[Satellite News 07-27-08] The big question for optimizing satellite technology is how to speed up the uplink. The good news is that the technology to dramatically increase the speed of the uplink is more than a decade old and some just may not realize it.
    “In terms of the data rate transfer, we were building satellite networks 10 years ago that the commercial industry in the U.S. probably wont see in another 10 years,” said Dave Beering, managing director of Morgan Franklin, who cut his teeth in the industry working on high-performance satellite networks as far back as 1994. Beering’s team — which he calls his “Corp of Innovation” — formed in 1994 at NASA’s Glenn Research Center and consists of five engineers that have worked together for almost 11 years on close to 60 different projects. He’s worked on everything from Ka-band to the ATM Research and Industrial Enterprise Study (ARIES).
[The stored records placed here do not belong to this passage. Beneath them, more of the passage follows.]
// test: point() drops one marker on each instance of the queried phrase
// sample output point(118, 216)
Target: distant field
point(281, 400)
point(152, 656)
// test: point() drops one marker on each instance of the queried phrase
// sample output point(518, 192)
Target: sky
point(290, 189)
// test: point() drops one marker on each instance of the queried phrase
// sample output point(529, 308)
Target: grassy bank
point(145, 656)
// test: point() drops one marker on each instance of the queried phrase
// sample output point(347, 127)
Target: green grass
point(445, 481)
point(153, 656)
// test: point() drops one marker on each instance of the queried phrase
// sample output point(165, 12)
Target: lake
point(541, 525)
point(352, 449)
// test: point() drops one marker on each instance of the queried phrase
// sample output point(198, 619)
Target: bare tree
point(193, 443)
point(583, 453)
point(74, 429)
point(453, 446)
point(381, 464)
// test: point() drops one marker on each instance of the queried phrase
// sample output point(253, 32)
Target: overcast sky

    “The very first satellite link I ever worked on was a T1 link off of an offshore oil platform in the Gulf of Mexico in 1994,” Beering said. “At that time, I was at Amaco Corporation and NASA was a partner of ours in a huge project called ARIES. We built a very large broadband terrestrial network that was designed to look at packet-based technologies, virtual networks, collaborative supercomputing
and visualization. It turns out that the satellite link we were working on was the very first ATM cell ever delivered over satellite link.”
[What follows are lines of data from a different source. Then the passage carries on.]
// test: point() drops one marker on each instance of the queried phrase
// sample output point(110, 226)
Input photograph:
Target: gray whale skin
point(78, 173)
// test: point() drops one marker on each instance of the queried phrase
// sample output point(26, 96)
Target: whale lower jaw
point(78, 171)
    In 1997, Beering and his team delivered a terabyte of data via satellite to the floor of a San Jose supercomputing show. “It was called the Terabyte Challenge and a lot of people didn’t think we could do it, including people from NASA. They said it wasn’t possible,” he said. “The focus of my team’s work back in 1997 was TCP/IP acceleration using native capabilities and standards on conventional platforms. What we did during the challenge was work with Sun Microsystems to get a version of TCP/IP optimization built into Solaris’ operating system. We had four different hosts delivering data across an OC12 link in real time until the data iterated. The data was transmitting from tape drive to tape drive on two opposite ends of the showroom floor.
    “It was funny, there was this shrink-wrapped software running on the Solaris host. We grabbed four hosts right out of the box, made small revisions to the parameters and were able to send a terabyte. We took up 96 percent of the satellite link’s available capacity. Granted, we had a lot of help from our partners, and about $4 million worth of equipment running, but we proved them wrong.”
   

Satellite’s Broadband Challenge
In a May 2008 report, “IPTV Acceleration Puts Satellite in a Corner,” iSuppli, an electronics market research firm, questioned the commercial satellite industry’s ability to keep up with the broadband speed of IP technology, noting that video consumption is about to enter a paradigm shift that will leave satellite services in the dust. iSuppli suggested that the commercial satellite industry’s weakness was a slow uplink, preventing interactive advertising, customizable programming and voice recognition services from being exclusive to providers like Dish Network and DirecTV.
    Steve Rago, a principal analyst with iSuppli, said that satellite and IP networks would have to form telecoms or hybrid systems in order for the satellite TV industry to survive in the United States.
    Beering believes the uplink technology is there for satellites to remain competitive in the market, but that commercial companies somehow do not have as big of an appetite for research and development as the federal government.  “I think there is a lot less patience for research all around,” he said. “Once certain capabilities become real, it is expected to make its way into the commercial market pretty quickly. My team is one of the conduits between the technology the government has and the commercial market. We’ll do development on the government side that is federally funded and development to adapt that technology to a production customer. It used to take three to five years for that to happen. It has been as little as a year before. Trust me, the capabilities are there.”
    Beering claims he is working on a government project that will be in the commercial industry’s hands within three months, including an inflatable satellite communications antenna.
    “Paul Gierow at GATR is developing the inflatable satcom antenna. He’s got customers that are pushing him,” said Beering. “Once he has all his certifications, and once he has the system he feels is deployable, they’re ready to buy it. The problem he needed to solve for the inflatable antenna was the physics and mechanics of it. Solving it involved a five-year development. However, from the time that development is commercially viable to the time that the commercial industry picks it up is going to be measured in weeks.”
    On the military and government side, Beering has his hands full with efforts such as Project Golden Phoenix with the U.S. Department of Homeland Security, which uses emerging technologies in real world situations to help the department’s Directorate of Science and Technology collect data and make quick decisions. The inflatable satcom antenna is part of the project’s toolbox for building emergency networks that stream video from unmanned aerial vehicles.
    “Its an extremely advanced project with a lot of complicated players,” said Beering. “The only issue is synchronizing the funding. I would say that these operations will make these organizations run much more efficiently with much faster data transfer rates.”
     How fast can Beering deliver data? His project with the U.S. Missile Defense Agency will provide live mission support on the satellite-IP network for rocket targeting. “We’re working closely with Sandia [National Laboratories] on this project, its companion project is with the Naval Air Command providing impressive airborne video delivery via high-performance satellite links and IP networks. These projects represent some of the highest tech networking that I am aware of.”